Citra diri wanita dalam aspek psikis tokoh K’tut Tantri kembali terlihat ketika zaman pergerakan kemerdekaan. Perjuangan K’tut Tantri di Surabaya harus berakhir,

di bawah pimpinan Bung Tomo, ia kagum dengan sosok Bung Tomo. Hal ini

terdeskripsikan dalam kutipan berikut:

(53) Aku tidak ingin pindah ke Yogya. Aku sudah merasa akrab dengan teman-temanku para geriliawan. Aku lebih senang tetap berada bersama kelompok kecil di bawah pimpinan langsung Bung Tomo, yang dikuasai dan kukagumi. Dengan semangatnya yang menyala-nyala, kebersihan tujuannya, ketabahannya yang luar biasa, dan terutama sikapnya yang manusiawi terhadap para pengikutnya, ia merupakan tokoh yang paling gilang-gemilang, semacam “Scarlet Pimperner” Jawa, Robi Hood daerah pegunungann. Kalangan yang percaya mistik menganggapnya semacam dewa yang selalu bernasib baik. Menurut desas-desus, guna membingungkan Belanda yang menyebarkan mata-mata untuk memburunya. Kalau ada yang tertangkap, selalu kemudian ternyata bahwa itu Bung Tomo yang palsu. Seperti para gerilyawan pada umumnya, Bung Tomo bersumpah takkan memotong rambutnya sebelum kemerdekaan dicapai (hlm. 243).

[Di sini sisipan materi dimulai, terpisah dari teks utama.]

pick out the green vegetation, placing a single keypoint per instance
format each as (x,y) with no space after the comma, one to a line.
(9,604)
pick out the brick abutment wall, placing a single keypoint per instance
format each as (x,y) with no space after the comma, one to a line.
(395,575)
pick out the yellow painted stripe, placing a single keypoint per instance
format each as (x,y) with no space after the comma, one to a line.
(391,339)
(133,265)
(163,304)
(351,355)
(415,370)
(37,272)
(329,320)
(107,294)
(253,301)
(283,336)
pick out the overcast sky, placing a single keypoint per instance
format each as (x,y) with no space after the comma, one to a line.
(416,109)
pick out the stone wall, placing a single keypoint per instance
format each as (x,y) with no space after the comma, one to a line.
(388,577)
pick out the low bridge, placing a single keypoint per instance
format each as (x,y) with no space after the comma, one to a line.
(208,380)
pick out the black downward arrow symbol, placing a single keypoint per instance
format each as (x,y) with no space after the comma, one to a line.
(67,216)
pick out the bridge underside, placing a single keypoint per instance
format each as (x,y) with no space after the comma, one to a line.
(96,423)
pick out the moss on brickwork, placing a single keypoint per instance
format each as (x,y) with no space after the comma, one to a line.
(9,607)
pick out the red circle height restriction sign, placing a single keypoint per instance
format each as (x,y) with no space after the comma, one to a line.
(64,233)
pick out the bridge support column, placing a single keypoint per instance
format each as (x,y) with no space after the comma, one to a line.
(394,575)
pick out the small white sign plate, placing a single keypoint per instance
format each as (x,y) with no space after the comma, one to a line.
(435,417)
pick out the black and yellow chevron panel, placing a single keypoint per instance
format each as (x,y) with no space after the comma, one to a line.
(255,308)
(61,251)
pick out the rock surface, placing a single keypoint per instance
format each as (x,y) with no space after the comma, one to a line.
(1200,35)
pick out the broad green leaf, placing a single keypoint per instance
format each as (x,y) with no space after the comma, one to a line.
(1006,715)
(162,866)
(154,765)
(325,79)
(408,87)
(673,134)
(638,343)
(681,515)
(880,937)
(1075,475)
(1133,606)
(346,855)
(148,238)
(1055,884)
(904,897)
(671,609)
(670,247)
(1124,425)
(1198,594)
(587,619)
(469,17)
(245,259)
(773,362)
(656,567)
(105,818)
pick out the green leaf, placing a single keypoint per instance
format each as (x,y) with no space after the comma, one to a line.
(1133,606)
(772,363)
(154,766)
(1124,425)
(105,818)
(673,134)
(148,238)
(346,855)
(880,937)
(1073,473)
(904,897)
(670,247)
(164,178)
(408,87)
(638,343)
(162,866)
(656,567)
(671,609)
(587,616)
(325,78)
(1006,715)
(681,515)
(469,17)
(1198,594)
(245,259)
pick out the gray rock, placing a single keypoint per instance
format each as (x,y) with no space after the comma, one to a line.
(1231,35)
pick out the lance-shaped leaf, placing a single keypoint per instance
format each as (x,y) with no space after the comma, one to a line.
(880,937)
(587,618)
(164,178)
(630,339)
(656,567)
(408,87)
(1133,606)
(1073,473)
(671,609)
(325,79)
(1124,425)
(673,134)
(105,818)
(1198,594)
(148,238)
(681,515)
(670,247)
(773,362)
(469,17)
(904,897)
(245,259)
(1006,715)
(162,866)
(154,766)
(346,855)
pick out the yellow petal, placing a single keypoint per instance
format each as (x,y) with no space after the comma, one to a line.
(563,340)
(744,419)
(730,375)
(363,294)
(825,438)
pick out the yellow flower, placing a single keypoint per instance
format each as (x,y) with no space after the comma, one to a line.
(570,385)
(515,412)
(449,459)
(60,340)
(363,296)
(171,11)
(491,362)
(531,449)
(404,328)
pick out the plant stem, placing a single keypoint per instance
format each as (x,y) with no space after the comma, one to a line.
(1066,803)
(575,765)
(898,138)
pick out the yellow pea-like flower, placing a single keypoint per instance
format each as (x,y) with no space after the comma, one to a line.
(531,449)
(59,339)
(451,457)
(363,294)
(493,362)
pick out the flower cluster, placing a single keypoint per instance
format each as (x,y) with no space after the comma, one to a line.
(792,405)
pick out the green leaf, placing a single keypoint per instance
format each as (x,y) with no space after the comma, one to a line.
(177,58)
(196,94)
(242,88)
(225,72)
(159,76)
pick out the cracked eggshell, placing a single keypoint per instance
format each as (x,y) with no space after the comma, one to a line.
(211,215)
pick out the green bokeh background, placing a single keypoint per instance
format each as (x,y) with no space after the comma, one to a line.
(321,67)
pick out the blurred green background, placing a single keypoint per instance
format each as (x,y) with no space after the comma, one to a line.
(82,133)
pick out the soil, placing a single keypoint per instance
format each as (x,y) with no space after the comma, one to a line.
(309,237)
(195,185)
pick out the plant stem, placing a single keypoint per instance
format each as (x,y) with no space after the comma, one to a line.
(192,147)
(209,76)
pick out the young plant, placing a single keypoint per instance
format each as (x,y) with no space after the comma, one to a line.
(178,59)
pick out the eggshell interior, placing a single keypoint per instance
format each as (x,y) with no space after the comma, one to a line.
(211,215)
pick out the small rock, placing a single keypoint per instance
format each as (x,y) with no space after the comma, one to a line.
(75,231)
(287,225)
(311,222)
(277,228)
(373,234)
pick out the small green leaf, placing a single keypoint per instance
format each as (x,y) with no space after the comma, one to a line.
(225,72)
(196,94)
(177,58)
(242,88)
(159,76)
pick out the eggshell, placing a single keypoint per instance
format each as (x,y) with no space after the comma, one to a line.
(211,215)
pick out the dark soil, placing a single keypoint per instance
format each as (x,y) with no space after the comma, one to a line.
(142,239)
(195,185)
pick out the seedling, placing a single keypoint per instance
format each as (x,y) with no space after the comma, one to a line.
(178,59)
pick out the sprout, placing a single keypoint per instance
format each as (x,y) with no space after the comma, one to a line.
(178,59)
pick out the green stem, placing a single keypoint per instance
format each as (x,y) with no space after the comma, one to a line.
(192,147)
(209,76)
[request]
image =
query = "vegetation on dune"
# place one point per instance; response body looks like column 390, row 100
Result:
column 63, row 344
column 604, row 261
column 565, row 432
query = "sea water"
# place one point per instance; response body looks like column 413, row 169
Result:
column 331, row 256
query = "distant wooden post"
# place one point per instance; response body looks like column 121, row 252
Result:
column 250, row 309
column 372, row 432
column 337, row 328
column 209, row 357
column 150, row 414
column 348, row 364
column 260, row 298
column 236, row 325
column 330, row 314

Kutipan di atas mendeskripsikan keinginan K’tut Tantri yang sebenarnya tidak ingin pindah ke Yogya. Ia lebih nyaman berada di Surabaya dan di bawah

pimpinan Bung Tomo. Kutipan di atas juga mendeskripsikan mengenai kekaguman

K’tut Tantri terhadap sosok Bung Tomo. Ia menganggap Bung Tomo adalah sosok

yang patut dibanggakan dan sangat dikaguminya. Hal ini terdeskripsi dalam kutipan

di atas sanggat jelas. K’tut Tantri sanggat mengagumi Bung Tomo, sehingga ia dapat

menceritakan segalanya tentang Bung Tomo.

Selain kekaguman, K’tut Tantri telah menemukan sedikit ketenangan dan berharap akan mendapatkan ketenangan selamanya. Hal ini terdeskripsikan dalam

(54) Sudah berbagai negara kucari bintang lembayung itu. Tetapi aku belum juga menemukannya. Kini, di sela dingin dan cemerlang di atas kota New York, adakah bintang lembayung yang kucari itu? Dan akan bisakah aku melihatnya? Sementara hatiku penuh harap, kutelusuri cakrawala malam dengan mataku (hlm. 363).

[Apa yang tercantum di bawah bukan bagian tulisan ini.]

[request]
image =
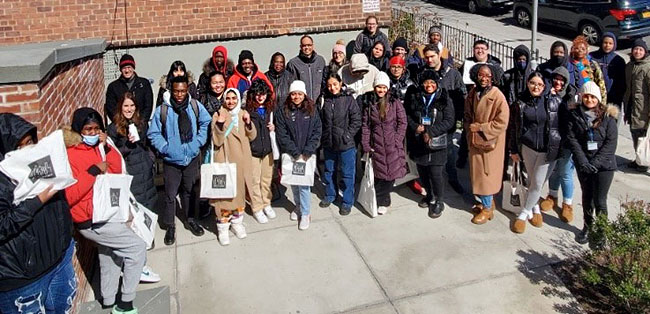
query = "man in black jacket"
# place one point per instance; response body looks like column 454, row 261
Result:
column 129, row 81
column 36, row 244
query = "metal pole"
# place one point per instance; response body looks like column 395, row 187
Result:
column 534, row 28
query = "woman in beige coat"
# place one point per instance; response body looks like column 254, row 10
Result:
column 486, row 121
column 232, row 132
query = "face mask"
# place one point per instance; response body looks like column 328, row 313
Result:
column 90, row 140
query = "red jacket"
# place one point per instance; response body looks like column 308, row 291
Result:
column 80, row 195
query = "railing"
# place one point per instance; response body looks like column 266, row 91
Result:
column 414, row 27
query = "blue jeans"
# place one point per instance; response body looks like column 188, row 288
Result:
column 53, row 293
column 347, row 160
column 302, row 198
column 563, row 175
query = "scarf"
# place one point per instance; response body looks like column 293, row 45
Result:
column 184, row 123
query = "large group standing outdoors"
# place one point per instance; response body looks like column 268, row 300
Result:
column 399, row 108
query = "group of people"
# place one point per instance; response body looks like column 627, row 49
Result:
column 383, row 101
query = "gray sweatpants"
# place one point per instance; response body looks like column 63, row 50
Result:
column 539, row 170
column 118, row 246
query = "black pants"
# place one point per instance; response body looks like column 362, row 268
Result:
column 594, row 193
column 382, row 191
column 432, row 181
column 183, row 177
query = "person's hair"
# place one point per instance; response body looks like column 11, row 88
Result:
column 431, row 47
column 258, row 87
column 481, row 42
column 176, row 65
column 121, row 123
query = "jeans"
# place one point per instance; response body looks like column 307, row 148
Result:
column 347, row 160
column 302, row 198
column 563, row 175
column 52, row 294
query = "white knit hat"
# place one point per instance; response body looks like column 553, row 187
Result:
column 381, row 79
column 298, row 86
column 592, row 89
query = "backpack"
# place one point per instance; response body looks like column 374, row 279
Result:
column 163, row 116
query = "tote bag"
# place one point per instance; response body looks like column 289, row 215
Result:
column 367, row 197
column 111, row 193
column 298, row 172
column 36, row 167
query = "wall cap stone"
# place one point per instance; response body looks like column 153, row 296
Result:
column 31, row 62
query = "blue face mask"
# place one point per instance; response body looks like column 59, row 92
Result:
column 90, row 140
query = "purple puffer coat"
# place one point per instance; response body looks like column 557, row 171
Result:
column 387, row 137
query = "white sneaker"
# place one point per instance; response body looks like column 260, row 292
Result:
column 148, row 275
column 260, row 217
column 304, row 222
column 268, row 210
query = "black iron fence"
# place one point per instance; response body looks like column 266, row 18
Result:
column 414, row 28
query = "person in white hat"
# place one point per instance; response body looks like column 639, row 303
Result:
column 592, row 135
column 382, row 136
column 298, row 132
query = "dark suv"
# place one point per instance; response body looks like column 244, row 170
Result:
column 625, row 18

Kutipan di atas mendeskripsikan keinginan K’tut Tantri yang berharap akan

mendapatkan ketenangan di negara asalnya. Telah lama ia mencari ketenangan itu,

namun belum juga ditemukannya. Sejak lama ia mendapatkan kesengsaraan dalam

membantu kemerdekaan Indonesia. Kini, K’tut Tantri berharap akan mendapatkan

ketenangan di negaranya sendiri. Citra diri wanita tokoh K’tut Tantri dalam aspek psikis terdeskripsi yang sedang merindukan kedamaian dan ketenangan.